The Klingon furor with Discovery soured me on the whole thing. Just let it go. It's ok they don't look the same and we don't need to knw where they are in the future. They went to UTOPIA: look it up and find the map to it.
 
Whether they look like DISCO Klingons or SNW Klingons, I’m just curious to see if they had changed much during the centuries. DISCO’s whole premise since S3 has partly asked “what have they been up to?” which we already got with Vulcans and Romulans, Klepian and Ba’ul, etc. Klingons have always been a very notable species in Trek, so it is peculiar that they’re essentially absent for the entirety of the 32nd century. At least, so far.
 
Disgruntled fans, vocal as they are, don't have as much power as they think. Outraged Fans only make up a tiny, though vocal, minority of the total viewership. And a good thing too, because otherwise nothing would get made.

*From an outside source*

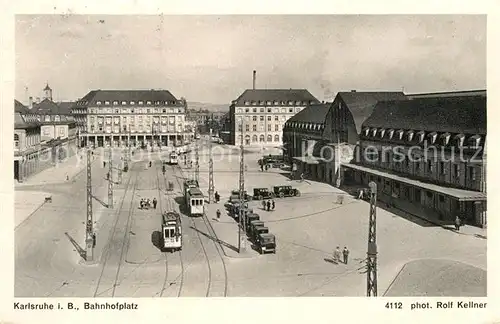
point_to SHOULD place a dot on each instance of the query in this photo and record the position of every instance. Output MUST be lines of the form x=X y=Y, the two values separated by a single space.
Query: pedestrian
x=336 y=255
x=458 y=223
x=345 y=252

Worse still for them, they can be counted on to keep watching no matter what. Most of them lack the ability to stop. They'll keep watching long after the point where I'll have stepped away.
A lot of people have stepped away though... reference the informal viral campaign to get people that were burned to come back and give PICARD season 3 a chance.

This isn't the era of grumbling over VGR or ENT. From 1987 till 2005 Star Trek varied in quality, storytelling approach (serialized vs episodic), and syndicated vs UPN interference, but still ostensibly targeted the same audience. That isn't the case though with NuTrek. Kurtzman has been very open about having different series targeting different segments... which doesn't make sense considering the budgets involved.

Personally, I like about 75% of PRODIGY and 50% of STLD, so I kept watching them. DISCOVERY and SNW? Maybe 20%? So I dropped both of them. No point giving ratings numbers from "hate watching".

Some YouTubers recently made the point that the opposite of loving a franchise isn't hate... it's apathy and indifference. I'm at that point now with live action NuTrek. PICARD season 1 hits much closer to home because you have the actual Berman era actors involved. 23rd century NuTrek? It's just ST09 2.0.

Does Legacy happen? Will the two animated show make it past 2024?